Thanks for pointing that out. :)

There's
also read-only /sys/kernel/debug/clock/dvfs for the current dvfs
state.

Hmm, it seems my /sys/kernel/debug subtree is empty. I'll have a poke through the kernel config and enable it next time I'm rebuilding a kernel.

The question is if the kernel code is ready for having those values
changed at run-time, or whether it reads them at start and builds
other structures out of them. We don't know this, that's why I
said it shouldn't be done.

Fair point. I hadn't considered that.

On an unrelated note, I noticed an interesting possible correlation
of an error in my message log with instability that I am currently
investigating. It is possible that I have been barking up a
completely wrong tree so far. I need to do some more investigating
(A _LOT_ of SLUB memory allocation failures, possibly to do with
zram swapping and/or the size of vmalloc set on the kernel command
line).
SLUB errors come from rt2800usb usually, without the module loaded,
the errors should vanish. You could also try using SLAB instead of
SLUB.

Yes, I did notice that the rt* modules were in the error dump. I
don't remember seeing the option in the kernel config to choose SLAB
over SLUB. Where is it?
In init/Kconfig, aka "General setup", "Choose SLAB allocator". There
you can choose between SLAB, SLUB, and SLOB.

Got it, thanks.

This stability problem is particularly frustrating because I saw the
errors occurring on 2.6.29 which didn't have zram, so in theory, it
can't be directly zram related (and I've been running zram on my
SheevaPlug on 2.6.36.2 kernel for ages with much heavier loads).
>
I don't have zram either.

Indeed, but there could be some weird interraction going on. Do you have vmalloc= in your kernel boot parameters?

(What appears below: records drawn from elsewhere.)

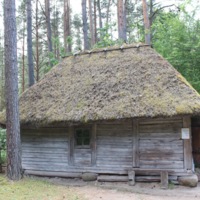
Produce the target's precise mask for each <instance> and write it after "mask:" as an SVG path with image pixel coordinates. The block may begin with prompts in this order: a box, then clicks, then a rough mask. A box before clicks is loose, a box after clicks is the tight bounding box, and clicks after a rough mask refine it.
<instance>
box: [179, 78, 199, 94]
mask: <svg viewBox="0 0 200 200" xmlns="http://www.w3.org/2000/svg"><path fill="white" fill-rule="evenodd" d="M177 77H178V79H179V80H180V81H181V82H182V83H184V84H185V85H186V86H188V87H190V89H192V90H193V91H194V92H195V93H196V94H197V95H198V96H200V95H199V93H198V92H197V91H196V90H195V89H194V88H193V87H192V85H191V84H190V83H189V82H188V81H187V80H186V79H185V78H184V77H183V76H182V75H181V74H177Z"/></svg>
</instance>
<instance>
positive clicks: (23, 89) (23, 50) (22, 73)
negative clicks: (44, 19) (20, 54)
mask: <svg viewBox="0 0 200 200" xmlns="http://www.w3.org/2000/svg"><path fill="white" fill-rule="evenodd" d="M24 47H25V20H24V21H23V39H22V92H24V90H25V54H24V52H25V50H24Z"/></svg>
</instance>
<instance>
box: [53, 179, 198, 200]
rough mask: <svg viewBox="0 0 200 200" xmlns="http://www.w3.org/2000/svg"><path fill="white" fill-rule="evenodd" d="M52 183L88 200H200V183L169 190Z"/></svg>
mask: <svg viewBox="0 0 200 200" xmlns="http://www.w3.org/2000/svg"><path fill="white" fill-rule="evenodd" d="M49 181H50V182H52V183H54V184H56V185H57V184H59V185H65V186H68V187H72V188H73V189H75V191H76V192H77V194H78V195H80V196H81V197H83V198H84V199H87V200H179V199H180V200H193V199H195V200H196V199H199V200H200V183H199V184H198V187H196V188H189V187H184V186H179V185H173V184H170V185H169V189H167V190H164V189H161V188H160V185H159V183H136V185H135V186H129V185H128V184H127V183H99V182H90V183H89V182H88V183H86V182H83V181H81V180H74V179H60V178H53V179H49Z"/></svg>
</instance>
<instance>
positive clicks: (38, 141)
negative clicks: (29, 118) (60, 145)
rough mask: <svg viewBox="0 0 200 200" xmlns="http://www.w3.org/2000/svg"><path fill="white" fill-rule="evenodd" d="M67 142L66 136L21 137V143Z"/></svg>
mask: <svg viewBox="0 0 200 200" xmlns="http://www.w3.org/2000/svg"><path fill="white" fill-rule="evenodd" d="M23 142H24V143H37V142H40V143H44V142H47V143H48V142H68V138H67V137H22V143H23Z"/></svg>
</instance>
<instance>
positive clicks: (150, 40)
mask: <svg viewBox="0 0 200 200" xmlns="http://www.w3.org/2000/svg"><path fill="white" fill-rule="evenodd" d="M142 5H143V17H144V31H145V43H146V44H148V45H151V32H150V22H149V16H148V6H147V2H146V0H142Z"/></svg>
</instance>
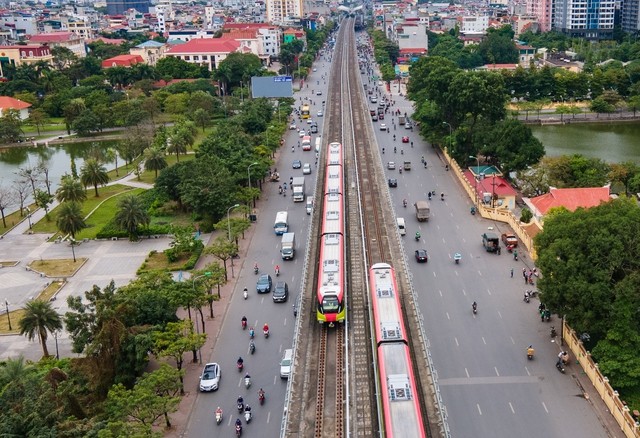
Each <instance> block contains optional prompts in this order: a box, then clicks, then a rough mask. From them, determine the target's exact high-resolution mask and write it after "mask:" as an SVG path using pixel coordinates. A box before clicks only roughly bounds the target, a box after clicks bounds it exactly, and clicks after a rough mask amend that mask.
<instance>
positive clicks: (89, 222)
mask: <svg viewBox="0 0 640 438" xmlns="http://www.w3.org/2000/svg"><path fill="white" fill-rule="evenodd" d="M142 192H144V189H132V190H129V191H127V192H122V193H121V194H119V195H116V196H114V197H112V198H110V199H108V200H106V201H105V202H104V204H102V205H100V207H98V209H97V210H96V211H94V212H93V213H92V214H91V216H89V218H88V219H87V220H86V221H85V222H86V224H87V228H85V229H84V230H82V231H80V232H79V233H78V234H77V235H76V239H77V240H81V239H95V237H96V235H97V234H98V231H100V230H101V229H102V227H103V226H104V225H105V224H106V223H107V222H109V221H110V220H111V219H112V218H113V217H114V216H115V215H116V212H117V205H118V202H119V201H120V199H122V196H123V195H125V194H127V195H138V194H140V193H142Z"/></svg>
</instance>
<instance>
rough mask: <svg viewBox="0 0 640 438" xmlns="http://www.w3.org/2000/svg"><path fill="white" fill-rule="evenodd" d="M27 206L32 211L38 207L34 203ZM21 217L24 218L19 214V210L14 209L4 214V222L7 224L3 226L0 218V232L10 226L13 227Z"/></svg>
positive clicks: (8, 227) (21, 217)
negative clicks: (5, 213) (10, 213)
mask: <svg viewBox="0 0 640 438" xmlns="http://www.w3.org/2000/svg"><path fill="white" fill-rule="evenodd" d="M27 207H28V208H29V210H31V211H32V212H33V211H35V210H36V209H37V208H38V207H36V205H35V204H31V205H28V206H27ZM22 219H25V216H20V212H19V211H14V212H13V213H11V214H9V215H7V216H5V222H6V223H7V226H6V227H5V226H4V223H3V222H2V221H1V220H0V234H4V233H6V232H7V231H9V230H10V229H11V228H13V227H15V226H16V225H17V224H18V222H20V221H21V220H22Z"/></svg>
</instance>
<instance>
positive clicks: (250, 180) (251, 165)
mask: <svg viewBox="0 0 640 438" xmlns="http://www.w3.org/2000/svg"><path fill="white" fill-rule="evenodd" d="M257 164H258V163H257V162H255V163H251V164H249V167H247V179H248V180H249V194H251V166H255V165H257ZM251 201H252V203H253V201H254V198H253V195H252V194H251ZM254 206H255V205H254Z"/></svg>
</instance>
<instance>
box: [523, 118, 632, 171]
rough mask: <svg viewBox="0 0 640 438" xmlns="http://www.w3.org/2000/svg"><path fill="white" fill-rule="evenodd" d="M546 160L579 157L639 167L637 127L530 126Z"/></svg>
mask: <svg viewBox="0 0 640 438" xmlns="http://www.w3.org/2000/svg"><path fill="white" fill-rule="evenodd" d="M531 130H532V131H533V135H535V136H536V138H538V140H540V141H541V142H542V144H543V145H544V147H545V151H546V154H547V155H548V156H552V157H553V156H559V155H573V154H582V155H584V156H587V157H591V158H600V159H602V160H604V161H606V162H608V163H622V162H624V161H633V162H635V163H638V164H640V123H636V122H634V123H575V124H569V125H545V126H531Z"/></svg>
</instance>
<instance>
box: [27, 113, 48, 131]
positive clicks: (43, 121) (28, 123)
mask: <svg viewBox="0 0 640 438" xmlns="http://www.w3.org/2000/svg"><path fill="white" fill-rule="evenodd" d="M47 120H48V118H47V113H45V112H44V111H42V110H41V109H40V108H36V109H34V110H32V111H31V113H30V114H29V118H28V119H27V123H28V124H30V125H31V126H35V127H36V130H37V131H38V135H40V128H42V127H43V126H44V125H45V124H46V123H47Z"/></svg>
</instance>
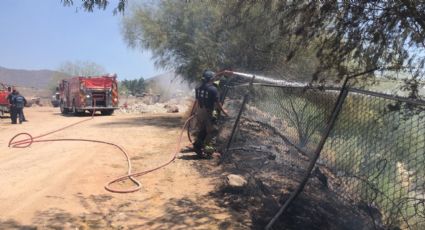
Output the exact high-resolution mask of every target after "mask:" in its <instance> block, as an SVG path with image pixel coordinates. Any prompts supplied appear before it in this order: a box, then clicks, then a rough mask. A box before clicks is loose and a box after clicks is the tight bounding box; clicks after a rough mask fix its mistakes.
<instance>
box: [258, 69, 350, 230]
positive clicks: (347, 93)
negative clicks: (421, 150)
mask: <svg viewBox="0 0 425 230" xmlns="http://www.w3.org/2000/svg"><path fill="white" fill-rule="evenodd" d="M349 79H350V77H346V78H345V80H344V83H343V85H342V89H341V92H340V93H339V96H338V99H337V101H336V103H335V106H334V108H333V110H332V114H331V117H330V119H329V121H328V124H327V126H326V129H325V133H324V134H323V136H322V138H321V139H320V142H319V144H318V146H317V148H316V150H315V151H314V154H313V158H312V159H311V160H310V164H309V165H308V167H307V170H306V174H305V175H304V177H303V179H302V181H301V183H300V184H299V186H298V187H297V189H296V190H295V191H294V192H293V193H292V194H291V196H290V197H289V198H288V199H287V200H286V201H285V203H284V204H283V205H282V207H281V208H280V209H279V211H278V212H277V213H276V214H275V215H274V217H273V218H272V219H271V220H270V222H269V223H268V224H267V226H266V228H265V229H266V230H269V229H271V227H272V226H273V224H274V223H275V222H276V220H277V219H278V218H279V217H280V216H281V215H282V213H284V212H285V211H286V210H287V209H288V207H289V205H290V204H291V203H292V201H294V200H295V198H297V196H298V195H299V194H300V193H301V192H302V191H303V189H304V187H305V185H306V184H307V181H308V180H309V179H310V175H311V171H312V170H313V168H314V166H315V165H316V161H317V159H319V156H320V152H321V151H322V149H323V146H324V145H325V142H326V140H327V139H328V137H329V134H330V132H331V130H332V128H333V126H334V124H335V122H336V119H337V118H338V114H339V112H340V111H341V108H342V105H343V104H344V101H345V98H346V97H347V95H348V88H347V83H348V80H349Z"/></svg>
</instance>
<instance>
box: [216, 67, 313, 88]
mask: <svg viewBox="0 0 425 230" xmlns="http://www.w3.org/2000/svg"><path fill="white" fill-rule="evenodd" d="M218 74H224V75H226V74H233V75H237V76H240V77H244V78H249V79H251V78H253V77H254V75H255V81H260V82H265V83H270V84H277V85H286V86H298V87H304V86H307V84H305V83H301V82H291V81H286V80H276V79H273V78H270V77H265V76H260V75H256V74H250V73H242V72H235V71H229V70H224V71H222V72H220V73H218Z"/></svg>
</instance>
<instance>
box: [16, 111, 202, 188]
mask: <svg viewBox="0 0 425 230" xmlns="http://www.w3.org/2000/svg"><path fill="white" fill-rule="evenodd" d="M95 112H96V111H95V110H93V113H92V115H91V117H90V118H88V119H84V120H81V121H78V122H75V123H73V124H70V125H67V126H65V127H63V128H60V129H57V130H54V131H51V132H48V133H45V134H42V135H39V136H35V137H33V136H32V135H31V134H30V133H27V132H23V133H18V134H16V135H15V136H13V137H12V138H11V139H10V141H9V144H8V147H11V148H27V147H29V146H31V145H32V144H33V143H41V142H59V141H79V142H91V143H100V144H105V145H111V146H113V147H115V148H117V149H118V150H119V151H120V152H121V153H122V154H123V155H124V156H125V158H126V161H127V167H128V170H127V174H126V175H123V176H120V177H118V178H116V179H113V180H112V181H110V182H108V183H107V184H106V185H105V186H104V188H105V189H106V190H107V191H109V192H113V193H131V192H136V191H138V190H140V189H141V186H142V185H141V183H140V182H139V181H138V180H136V179H135V177H138V176H143V175H145V174H148V173H150V172H153V171H156V170H158V169H160V168H163V167H165V166H167V165H169V164H170V163H171V162H173V161H174V160H175V159H176V156H177V154H178V153H179V152H180V146H181V142H182V140H183V134H184V131H185V129H186V127H187V125H188V124H189V122H190V120H192V118H193V117H194V116H190V117H189V118H188V119H187V120H186V121H185V123H184V125H183V127H182V129H181V132H180V135H179V138H178V144H177V146H176V149H175V151H174V152H173V153H172V154H171V155H170V159H169V160H167V161H166V162H165V163H163V164H161V165H159V166H156V167H154V168H151V169H148V170H144V171H141V172H135V173H133V172H132V164H131V159H130V157H129V154H128V153H127V152H126V151H125V150H124V149H123V148H122V147H121V146H119V145H117V144H114V143H112V142H107V141H99V140H92V139H84V138H60V139H40V138H42V137H45V136H48V135H51V134H53V133H57V132H60V131H63V130H65V129H67V128H70V127H73V126H76V125H78V124H81V123H83V122H87V121H90V120H92V119H94V114H95ZM20 136H27V138H26V139H23V140H17V141H15V139H16V138H18V137H20ZM124 180H131V181H132V182H133V183H134V184H135V186H134V187H132V188H129V189H121V190H119V189H114V188H111V186H112V185H113V184H114V183H117V182H121V181H124Z"/></svg>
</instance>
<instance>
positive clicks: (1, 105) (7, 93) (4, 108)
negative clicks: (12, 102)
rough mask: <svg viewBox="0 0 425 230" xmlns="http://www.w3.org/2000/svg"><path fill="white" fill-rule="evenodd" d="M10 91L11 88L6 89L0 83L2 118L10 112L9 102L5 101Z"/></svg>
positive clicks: (5, 85) (9, 92) (3, 85)
mask: <svg viewBox="0 0 425 230" xmlns="http://www.w3.org/2000/svg"><path fill="white" fill-rule="evenodd" d="M11 91H12V87H10V86H9V87H8V86H6V85H4V84H2V83H0V116H1V117H2V116H4V114H5V113H9V112H10V107H9V101H8V100H7V96H9V94H10V93H11Z"/></svg>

So I'm taking all my observations at the moment with a fist sized
grain of salt. What is weird, however, is that I seem to be running
completely stable today at 975mV SM1 set in board-paz00-power.c, and
it's warmer than it was yesterday.
You always need to remember that this value is just a maximum for the
regulator, it is not fixed. In your case, the regulator scales from
725mV to 975mV, in 50(?) mV steps.

Indeed, but with the performance governor set, it should never drop below the max.

The only other differences are:
1) Disabled zram swap (still have normal swap)
2) Changed vm.swappiness from 100 to 0
3) Unloaded rt* and related modules
4) Rebuilding the kernel (with -j4) instead of glibc

The obvious difference with 4) is that glibc compile takes a lot
more memory to compile than the kernel, which causes swapping. When
the kernel compile finishes if there are no errors, I'll try the
glibc building again. If that shakes it loose, the only thing I can
think of is the vmalloc kernel boot parameter which came from the
original Android setup (vmalloc=320M). I'm pretty sure this
shouldn't be needed, but it is vaguely plausible it is causing
issues under high memory pressure, at least in combination with
other things that I have running.

It's most likely not memory related, but a bug in voltage
scaling. I currently have DVFS disabled, and the build seems
to be running without errors, whereas it would error out after
a few minutes with DVFS enabled.

Is this still relevant with the performance governor enabled, though? I was seeing errors with the performance governor, which I would expect to cause the voltages to never get changed.

The commit 1f8100366e46c626becd71a34cdcf7976570ea11[1] for seaboard might
be interested, it reduces the slew rate to avoid voltage from going down
to quickly.

[1] http://gitorious.org/~marvin24/ac100/marvin24s-kernel/commit/1f8100366e46c626becd71a34cdcf7976570ea11

Hmm, interesting. This is already in Marc's git tree, but it's not been ported to paz00. I'll give it a shot, but it still doesn't quite explain all the observed data points, incluiding errors occurring while running with the performance governor.